Instead, we get the above output, where I'm not even sure what Sign of a complex number is supposed to mean. What is going on? Is there a way to make Mathematica simplify this properly?

EDIT:

Just to convince everyone that there is nothing special going on for Arg[A] >= Pi, see the following plot

Plot3D[ReIm[(Sqrt[x Exp[I \[Phi]]] Sqrt[x Exp[-I \[Phi]]])/Sqrt[  x Exp[I \[Phi]] x Exp[-I \[Phi]]]], {x, 0, 50}, {\[Phi], 0, 20 \[Pi]}]

Real part is always 1, imaginary part is always 0.

EDIT2:

It seems that the trouble of $\sqrt{(-1)\cdot(-1)}$ vs $\sqrt{-1}\cdot \sqrt{-1}$ is addressed even in the relevant wikipedia article.
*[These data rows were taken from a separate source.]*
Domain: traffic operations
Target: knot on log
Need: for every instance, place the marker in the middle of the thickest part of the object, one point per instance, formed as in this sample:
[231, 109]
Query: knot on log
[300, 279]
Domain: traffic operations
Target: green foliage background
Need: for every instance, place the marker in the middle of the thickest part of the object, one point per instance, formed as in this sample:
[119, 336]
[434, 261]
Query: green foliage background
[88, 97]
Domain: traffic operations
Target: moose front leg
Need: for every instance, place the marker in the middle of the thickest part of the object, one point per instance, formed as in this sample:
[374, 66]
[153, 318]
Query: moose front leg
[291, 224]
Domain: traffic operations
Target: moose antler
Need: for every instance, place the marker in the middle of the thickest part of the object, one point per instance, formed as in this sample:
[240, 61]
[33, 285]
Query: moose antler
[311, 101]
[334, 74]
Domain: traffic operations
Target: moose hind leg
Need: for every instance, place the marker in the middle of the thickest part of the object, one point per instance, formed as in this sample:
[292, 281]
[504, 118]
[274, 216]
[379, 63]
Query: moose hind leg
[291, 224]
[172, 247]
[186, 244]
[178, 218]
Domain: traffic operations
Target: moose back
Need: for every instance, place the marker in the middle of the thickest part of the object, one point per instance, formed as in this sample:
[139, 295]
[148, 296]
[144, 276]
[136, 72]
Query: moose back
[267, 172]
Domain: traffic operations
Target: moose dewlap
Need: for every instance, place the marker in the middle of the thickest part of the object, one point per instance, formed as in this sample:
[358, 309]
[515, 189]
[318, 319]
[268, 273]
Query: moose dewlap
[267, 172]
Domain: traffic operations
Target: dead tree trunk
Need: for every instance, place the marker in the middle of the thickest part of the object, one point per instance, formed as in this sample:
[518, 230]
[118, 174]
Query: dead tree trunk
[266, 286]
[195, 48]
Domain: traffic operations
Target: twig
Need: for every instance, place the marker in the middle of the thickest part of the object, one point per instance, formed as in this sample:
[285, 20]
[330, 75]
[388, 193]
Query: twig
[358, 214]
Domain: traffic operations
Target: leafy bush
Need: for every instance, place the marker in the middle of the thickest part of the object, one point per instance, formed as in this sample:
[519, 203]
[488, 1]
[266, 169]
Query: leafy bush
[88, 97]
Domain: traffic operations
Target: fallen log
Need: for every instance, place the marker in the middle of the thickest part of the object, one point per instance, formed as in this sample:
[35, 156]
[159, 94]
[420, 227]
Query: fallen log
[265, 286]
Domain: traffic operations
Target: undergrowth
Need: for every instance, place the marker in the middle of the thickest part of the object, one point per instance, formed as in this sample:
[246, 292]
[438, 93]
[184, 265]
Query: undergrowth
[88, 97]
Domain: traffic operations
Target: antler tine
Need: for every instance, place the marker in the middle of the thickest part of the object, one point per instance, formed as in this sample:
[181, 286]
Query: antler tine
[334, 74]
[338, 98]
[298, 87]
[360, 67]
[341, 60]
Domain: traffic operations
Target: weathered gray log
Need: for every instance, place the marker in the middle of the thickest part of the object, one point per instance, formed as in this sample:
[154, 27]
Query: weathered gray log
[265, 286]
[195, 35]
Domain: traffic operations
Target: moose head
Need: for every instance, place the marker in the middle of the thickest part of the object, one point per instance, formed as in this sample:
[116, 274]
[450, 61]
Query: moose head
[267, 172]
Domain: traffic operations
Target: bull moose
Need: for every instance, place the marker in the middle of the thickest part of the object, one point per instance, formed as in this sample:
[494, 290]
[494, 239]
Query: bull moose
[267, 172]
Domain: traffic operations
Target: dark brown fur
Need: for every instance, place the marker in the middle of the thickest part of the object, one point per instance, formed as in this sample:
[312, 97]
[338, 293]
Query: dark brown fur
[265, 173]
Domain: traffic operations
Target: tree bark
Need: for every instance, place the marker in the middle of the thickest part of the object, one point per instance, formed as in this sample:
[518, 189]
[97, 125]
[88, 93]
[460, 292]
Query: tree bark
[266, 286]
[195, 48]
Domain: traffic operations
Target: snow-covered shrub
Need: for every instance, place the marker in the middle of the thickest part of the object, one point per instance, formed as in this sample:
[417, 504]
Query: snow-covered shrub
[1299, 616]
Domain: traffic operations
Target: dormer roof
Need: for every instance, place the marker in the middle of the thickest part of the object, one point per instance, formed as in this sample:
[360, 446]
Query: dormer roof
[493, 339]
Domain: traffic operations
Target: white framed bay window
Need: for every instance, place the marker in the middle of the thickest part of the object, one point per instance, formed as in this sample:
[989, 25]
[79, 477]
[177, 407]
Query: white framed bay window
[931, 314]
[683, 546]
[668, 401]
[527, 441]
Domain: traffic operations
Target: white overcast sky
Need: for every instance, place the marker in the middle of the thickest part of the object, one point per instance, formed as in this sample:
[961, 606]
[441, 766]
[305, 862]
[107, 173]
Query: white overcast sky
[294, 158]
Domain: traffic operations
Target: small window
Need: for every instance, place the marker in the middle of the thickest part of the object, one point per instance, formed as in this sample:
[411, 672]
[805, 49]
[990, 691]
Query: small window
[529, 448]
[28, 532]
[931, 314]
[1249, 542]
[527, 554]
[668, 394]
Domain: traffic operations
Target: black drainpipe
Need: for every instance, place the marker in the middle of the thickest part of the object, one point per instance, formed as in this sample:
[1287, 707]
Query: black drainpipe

There it is pointed out that $\sqrt{z^*}\neq \sqrt{z}^*$ when the principal square root function is considered. I guess Mathematica uses exactly that principal function version, which explains why it does not return what I expected.

Personally, I would have preferred if on the field of complex numbers we had non-identical $(-1)=e^{i \pi}$ and $(-1)^*=e^{-i \pi}$, which would resolve the issue and make $\sqrt{z^*}= \sqrt{z}^*$ true. But that's not standard, so I guess I can't expect it from Mathematica either.

Answer 1

Since Sqrt is a function, it must be defined with a branch cut (this is not a shortcoming of Mathematica, just a result of requiring functions to be single-valued). The cut used by Mathematica means that phases $\phi$ of complex arguments are moved into the interval $-\pi < \phi\le \pi$ before applying the rule $\sqrt{\exp(i \phi)} = \exp(i \phi/2)$.

In your derivation, this rule is applied without moving the argument to the correct branch. This is a misunderstanding based on the fact that in mathematics the interpretation of the symbol $\sqrt{\ldots}$ isn't as strict as in Mathematica. You therefore have to adjust your expectation to correspond to the meaning of Sqrt, or replace the function Sqrt by something else.

I assume you don't want to throw out Sqrt from the code, so here is what you could do to get the expected result:

Simplify[(Sqrt[A] Sqrt[Conjugate[A]])/Sqrt[A Conjugate[A]] /. A -> Abs[A] Exp[I ϕ], 
Assumptions -> {-π < ϕ < π}]

1

What I did is replace A by its AbsArg representation and added the assumption about the phase ϕ being in the open interval excluding the boundaries.

Answer 2

It evidently depends on the value of A. Try

(Sqrt[A] Sqrt[Conjugate[A]])/Sqrt[A Conjugate[A]] // 
  PowerExpand[#, 
    Assumptions -> A \[Element] Complexes] & // FullSimplify

Piecewise[{{-1, Arg[A] >= Pi}}, 1]

So it's 1 if Arg[A] <= Pi

Answer 3

(Sqrt[A] Sqrt[Conjugate[A]])/Sqrt[A Conjugate[A]] /. A -> -1
(*  -1  *)

because it's

I * I / 1

Answer 4

In addition to all the answers about complex numbers, Mathematica makes no assumptions that A is a number. It could just as easily be a matrix, for example:

In[13]:= (Sqrt[A] Sqrt[Conjugate[A]])/Sqrt[A Conjugate[A]] /. A -> {{1, I}, {-I, -1}}

Out[13]= {{1, 1}, {1, -1}}

In[14]:= (Sqrt[Conjugate[A]] Sign[A])/Sqrt[A] /. A -> {{1, I}, {-I, -1}}

Out[14]= {{1, 1}, {1, -1}}

in which case returning a scalar would be incorrect.

Answer 5

A bit long for a comment. Consider:

a = Sqrt[A] /. A -> -1
(* I *)

Correct. Sqrt[-1] is I by definition.

b = Sqrt[Conjugate[A]] /. A -> -1
(* I *)

Correct. Conjugate[-1] is -1, and Sqrt[-1] is I by definition.

c = Sqrt[A Conjugate[A]] /. A -> -1
(* 1 *)

Correct. Sqrt[1] is unambiguously 1.

(a b)/c
(* -1 *)

Correct.

(Sqrt[A] Sqrt[Conjugate[A]])/Sqrt[A Conjugate[A]] /. A -> -1
(* -1 *)

Now, you consider this wrong, but it's the same as (a b)/c. Mathematica is thus consistent, which is a crucial thing to a computer algebra system. To get the answer you want, Mathematica would have to use a different branch cut for different instances of Sqrt in your expression. How is it supposed to know that this is what you intend?